Los intereses de Estados Unidos sobre el continente americano
Patagonia Nexo
Uno de los pilares históricos de esta política es la Doctrina Monroe (1823), sintetizada en la idea de “América para los americanos”, que en la práctica significó la exclusión de potencias extrahemisféricas y la consolidación de la influencia estadounidense sobre América Latina. Con el paso del tiempo, este principio se tradujo en intervenciones diplomáticas, económicas, políticas y militares en distintos países de la región.

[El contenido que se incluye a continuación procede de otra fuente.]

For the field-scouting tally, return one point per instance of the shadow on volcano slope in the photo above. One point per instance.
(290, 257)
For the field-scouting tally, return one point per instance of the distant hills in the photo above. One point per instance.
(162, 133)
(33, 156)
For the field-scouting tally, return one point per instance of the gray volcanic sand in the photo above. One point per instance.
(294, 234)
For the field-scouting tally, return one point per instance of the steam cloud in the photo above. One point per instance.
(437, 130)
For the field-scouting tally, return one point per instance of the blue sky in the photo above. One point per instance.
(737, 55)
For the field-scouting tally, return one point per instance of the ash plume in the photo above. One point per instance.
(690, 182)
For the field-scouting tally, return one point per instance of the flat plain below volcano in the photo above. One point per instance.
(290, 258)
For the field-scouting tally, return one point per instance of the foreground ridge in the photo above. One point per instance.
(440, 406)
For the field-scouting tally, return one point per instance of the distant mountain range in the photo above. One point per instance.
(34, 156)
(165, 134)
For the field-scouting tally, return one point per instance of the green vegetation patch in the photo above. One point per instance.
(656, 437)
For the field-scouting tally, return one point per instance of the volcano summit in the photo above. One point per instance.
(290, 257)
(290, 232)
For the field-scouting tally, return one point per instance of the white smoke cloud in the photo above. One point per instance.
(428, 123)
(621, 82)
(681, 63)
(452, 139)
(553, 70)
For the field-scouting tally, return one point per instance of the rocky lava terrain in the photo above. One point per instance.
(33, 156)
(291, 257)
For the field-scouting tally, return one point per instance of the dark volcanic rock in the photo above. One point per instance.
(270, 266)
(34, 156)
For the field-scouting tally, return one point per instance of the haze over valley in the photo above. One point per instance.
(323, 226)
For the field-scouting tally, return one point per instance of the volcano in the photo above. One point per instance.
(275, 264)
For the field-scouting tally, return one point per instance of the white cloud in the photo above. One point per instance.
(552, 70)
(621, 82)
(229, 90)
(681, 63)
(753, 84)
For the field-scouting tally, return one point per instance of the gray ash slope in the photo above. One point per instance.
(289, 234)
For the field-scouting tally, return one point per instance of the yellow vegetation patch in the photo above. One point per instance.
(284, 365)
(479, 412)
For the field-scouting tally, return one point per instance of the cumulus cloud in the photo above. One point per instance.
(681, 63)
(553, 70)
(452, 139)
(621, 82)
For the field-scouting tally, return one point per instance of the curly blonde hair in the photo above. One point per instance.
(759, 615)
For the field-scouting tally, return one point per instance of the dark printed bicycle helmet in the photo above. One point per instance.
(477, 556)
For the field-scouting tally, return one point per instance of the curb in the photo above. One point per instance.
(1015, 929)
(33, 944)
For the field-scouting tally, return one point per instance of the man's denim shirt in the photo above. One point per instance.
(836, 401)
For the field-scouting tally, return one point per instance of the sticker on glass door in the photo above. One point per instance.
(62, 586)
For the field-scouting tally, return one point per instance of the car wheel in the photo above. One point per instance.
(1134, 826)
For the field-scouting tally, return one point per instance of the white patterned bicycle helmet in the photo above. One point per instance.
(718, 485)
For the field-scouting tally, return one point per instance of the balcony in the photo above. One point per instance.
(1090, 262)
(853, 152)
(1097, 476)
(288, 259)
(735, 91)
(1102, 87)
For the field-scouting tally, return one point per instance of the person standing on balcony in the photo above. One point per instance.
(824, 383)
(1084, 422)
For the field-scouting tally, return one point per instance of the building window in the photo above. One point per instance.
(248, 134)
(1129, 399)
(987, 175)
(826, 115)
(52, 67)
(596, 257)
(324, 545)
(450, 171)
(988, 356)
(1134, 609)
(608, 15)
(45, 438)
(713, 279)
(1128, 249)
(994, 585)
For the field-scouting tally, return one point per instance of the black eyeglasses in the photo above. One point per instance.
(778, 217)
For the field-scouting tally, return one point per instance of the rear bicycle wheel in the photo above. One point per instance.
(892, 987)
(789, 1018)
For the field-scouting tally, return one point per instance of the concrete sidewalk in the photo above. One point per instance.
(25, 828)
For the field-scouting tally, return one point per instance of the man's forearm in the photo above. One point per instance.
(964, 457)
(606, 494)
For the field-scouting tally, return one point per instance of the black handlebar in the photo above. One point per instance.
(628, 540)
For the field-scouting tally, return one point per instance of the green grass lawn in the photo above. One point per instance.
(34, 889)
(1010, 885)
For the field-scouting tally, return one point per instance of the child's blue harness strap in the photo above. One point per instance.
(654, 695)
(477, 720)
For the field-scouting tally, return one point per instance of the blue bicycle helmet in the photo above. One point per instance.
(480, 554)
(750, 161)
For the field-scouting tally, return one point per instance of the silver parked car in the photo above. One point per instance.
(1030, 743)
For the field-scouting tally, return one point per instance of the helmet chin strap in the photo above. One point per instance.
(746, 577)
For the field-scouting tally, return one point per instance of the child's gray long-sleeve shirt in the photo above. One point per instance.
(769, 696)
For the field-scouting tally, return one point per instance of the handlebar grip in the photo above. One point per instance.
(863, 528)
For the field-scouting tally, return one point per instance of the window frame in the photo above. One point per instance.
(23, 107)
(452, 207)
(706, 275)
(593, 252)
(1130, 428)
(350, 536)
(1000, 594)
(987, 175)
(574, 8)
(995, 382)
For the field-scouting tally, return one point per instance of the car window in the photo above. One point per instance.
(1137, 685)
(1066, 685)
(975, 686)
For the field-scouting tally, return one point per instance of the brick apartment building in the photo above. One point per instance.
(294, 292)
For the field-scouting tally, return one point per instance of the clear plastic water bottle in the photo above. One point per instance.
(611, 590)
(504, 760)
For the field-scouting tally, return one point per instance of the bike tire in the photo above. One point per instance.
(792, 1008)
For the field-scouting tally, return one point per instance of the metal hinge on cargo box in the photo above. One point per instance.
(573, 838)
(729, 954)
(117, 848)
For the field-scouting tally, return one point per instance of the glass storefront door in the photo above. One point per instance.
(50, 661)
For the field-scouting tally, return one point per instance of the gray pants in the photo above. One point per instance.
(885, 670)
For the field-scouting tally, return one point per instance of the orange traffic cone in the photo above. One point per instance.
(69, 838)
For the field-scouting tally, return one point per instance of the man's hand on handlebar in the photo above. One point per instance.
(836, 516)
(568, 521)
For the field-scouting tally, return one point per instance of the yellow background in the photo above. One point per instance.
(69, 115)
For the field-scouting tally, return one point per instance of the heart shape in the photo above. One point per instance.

En el plano económico, el continente representa una fuente clave de recursos estratégicos: petróleo, gas, litio, minerales críticos, agua dulce y biodiversidad. Países como Venezuela, Brasil, Argentina, Bolivia y México concentran riquezas naturales esenciales para la transición energética y la industria tecnológica global, lo que explica el interés permanente de Washington en incidir sobre sus decisiones políticas y modelos de desarrollo.
Desde el punto de vista geopolítico, Estados Unidos busca evitar la expansión de la influencia de China y Rusia en América Latina. La presencia de inversiones chinas, acuerdos energéticos, infraestructura y cooperación militar con gobiernos latinoamericanos es vista por Washington como una amenaza directa a su hegemonía regional. En ese marco, el discurso sobre “democracia”, “derechos humanos” o “países fallidos” suele funcionar como herramienta de presión política y diplomática.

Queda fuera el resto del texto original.